Vitamin C and Berries
Vitamin C protects hair follicles from oxidative stress caused by free radicals, unstable molecules that damage cells and can shorten the hair growth cycle. It’s also required for your body to produce collagen, a protein that strengthens the structure surrounding each follicle. Beyond that, as mentioned above, vitamin C is critical for absorbing iron from plant foods.
Berries are one of the most concentrated sources. A single cup of strawberries covers more than your full daily vitamin C requirement. Blueberries, blackberries, and raspberries add additional antioxidant compounds. Bell peppers, kiwi, citrus fruits, and broccoli are other strong options if berries aren’t your thing.
The Biotin Question
Biotin is probably the most marketed nutrient for hair, but the evidence tells a more nuanced story. A 2024 systematic review found that current evidence does not support routine biotin supplementation for hair growth in people without a documented deficiency. In one randomized trial of healthy men, 5 milligrams of biotin daily (far above the typical supplement dose) did not improve hair growth rate compared to a placebo. When improvements appeared in other studies, they typically involved combination formulas, making it impossible to credit biotin specifically.
True biotin deficiency is uncommon in people eating a balanced diet. Eggs, nuts, seeds, salmon, avocado, and sweet potatoes all contain biotin naturally, and that’s almost certainly enough. If you’re already spending money on biotin gummies without seeing results, this is likely why.
Foods That Can Work Against You
It’s worth knowing that more is not always better. Excessive intake of vitamin A and selenium can actually increase hair shedding. Vitamin A toxicity typically happens through supplements rather than food, but people who take multiple products containing it (a multivitamin plus a separate vitamin A capsule, for instance) can overshoot without realizing it. Brazil nuts are so rich in selenium that eating just two or three daily provides your full requirement. Regularly eating a handful could push you into excess territory.
Highly processed diets, crash diets, and very low calorie plans also trigger hair loss by depriving follicles of calories and nutrients simultaneously. Rapid weight loss is one of the most common dietary causes of temporary but dramatic shedding, usually appearing two to three months after the diet begins.
A Practical Daily Eating Pattern
You don’t need to overthink this.

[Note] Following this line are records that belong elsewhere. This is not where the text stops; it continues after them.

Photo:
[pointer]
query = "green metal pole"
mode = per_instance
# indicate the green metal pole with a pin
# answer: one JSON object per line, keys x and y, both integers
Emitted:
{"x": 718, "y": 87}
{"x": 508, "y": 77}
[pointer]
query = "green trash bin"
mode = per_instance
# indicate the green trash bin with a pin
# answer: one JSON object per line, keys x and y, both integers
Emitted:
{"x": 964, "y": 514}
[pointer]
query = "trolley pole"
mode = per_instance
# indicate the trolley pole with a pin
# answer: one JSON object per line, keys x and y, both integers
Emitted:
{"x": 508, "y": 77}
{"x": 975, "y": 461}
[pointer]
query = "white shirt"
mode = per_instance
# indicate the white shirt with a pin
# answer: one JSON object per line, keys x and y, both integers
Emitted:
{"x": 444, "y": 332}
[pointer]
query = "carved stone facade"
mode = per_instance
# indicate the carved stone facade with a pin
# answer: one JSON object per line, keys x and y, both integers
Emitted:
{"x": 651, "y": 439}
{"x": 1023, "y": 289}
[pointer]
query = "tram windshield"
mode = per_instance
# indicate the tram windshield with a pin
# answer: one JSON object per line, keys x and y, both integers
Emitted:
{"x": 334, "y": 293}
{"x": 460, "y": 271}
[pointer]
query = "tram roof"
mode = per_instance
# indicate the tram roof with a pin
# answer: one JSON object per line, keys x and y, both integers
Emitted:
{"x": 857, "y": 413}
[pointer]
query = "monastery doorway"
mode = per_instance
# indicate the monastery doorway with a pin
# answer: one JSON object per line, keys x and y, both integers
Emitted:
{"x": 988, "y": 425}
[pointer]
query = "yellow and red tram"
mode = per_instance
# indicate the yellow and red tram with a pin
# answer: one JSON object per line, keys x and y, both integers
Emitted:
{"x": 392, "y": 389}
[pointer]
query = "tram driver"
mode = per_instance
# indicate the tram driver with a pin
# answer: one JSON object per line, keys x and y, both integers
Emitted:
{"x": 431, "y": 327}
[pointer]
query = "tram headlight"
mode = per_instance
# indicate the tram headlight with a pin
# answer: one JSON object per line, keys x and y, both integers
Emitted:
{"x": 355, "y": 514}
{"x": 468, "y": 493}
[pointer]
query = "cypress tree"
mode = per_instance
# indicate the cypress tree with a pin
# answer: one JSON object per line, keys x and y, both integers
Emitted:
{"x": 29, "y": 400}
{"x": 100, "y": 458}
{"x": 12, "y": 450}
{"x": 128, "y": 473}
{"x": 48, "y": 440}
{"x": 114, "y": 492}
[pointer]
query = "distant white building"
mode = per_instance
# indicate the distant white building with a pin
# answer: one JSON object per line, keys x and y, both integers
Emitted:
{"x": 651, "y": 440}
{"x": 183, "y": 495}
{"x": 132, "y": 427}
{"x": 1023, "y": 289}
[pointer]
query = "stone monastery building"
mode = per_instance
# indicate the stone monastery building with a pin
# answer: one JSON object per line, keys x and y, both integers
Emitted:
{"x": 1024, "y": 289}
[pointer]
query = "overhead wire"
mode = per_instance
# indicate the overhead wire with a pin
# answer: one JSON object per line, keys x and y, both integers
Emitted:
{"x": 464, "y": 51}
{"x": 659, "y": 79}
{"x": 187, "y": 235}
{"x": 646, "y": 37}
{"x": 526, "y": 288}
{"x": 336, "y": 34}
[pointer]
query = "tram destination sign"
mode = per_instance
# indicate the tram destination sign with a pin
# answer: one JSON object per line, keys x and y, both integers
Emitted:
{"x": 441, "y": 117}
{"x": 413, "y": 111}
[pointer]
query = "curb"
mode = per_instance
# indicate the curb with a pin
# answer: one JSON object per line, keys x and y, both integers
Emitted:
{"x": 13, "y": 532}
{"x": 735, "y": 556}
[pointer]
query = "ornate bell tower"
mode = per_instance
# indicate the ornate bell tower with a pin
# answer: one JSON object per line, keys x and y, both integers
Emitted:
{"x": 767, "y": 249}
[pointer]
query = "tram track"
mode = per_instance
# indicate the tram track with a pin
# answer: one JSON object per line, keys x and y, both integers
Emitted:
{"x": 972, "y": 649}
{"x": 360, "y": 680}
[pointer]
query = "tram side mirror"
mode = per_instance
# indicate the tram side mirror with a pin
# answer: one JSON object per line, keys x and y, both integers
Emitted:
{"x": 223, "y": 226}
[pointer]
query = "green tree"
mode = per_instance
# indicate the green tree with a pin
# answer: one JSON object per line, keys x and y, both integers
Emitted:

A day of eating that covers your hair’s needs might look like: eggs and berries at breakfast, a spinach salad with chickpeas, pumpkin seeds, and lemon dressing at lunch, and salmon with sweet potato and broccoli at dinner. Snack on a small handful of walnuts or cashews. That single day hits protein, iron, zinc, omega-3s, vitamin C, biotin, and folate without any supplements.
The key is consistency over weeks and months, not perfection at any single meal. Hair grows roughly half an inch per month, so dietary changes won’t show visible results for at least three to six months. The follicles you’re feeding today are producing the hair you’ll see next season.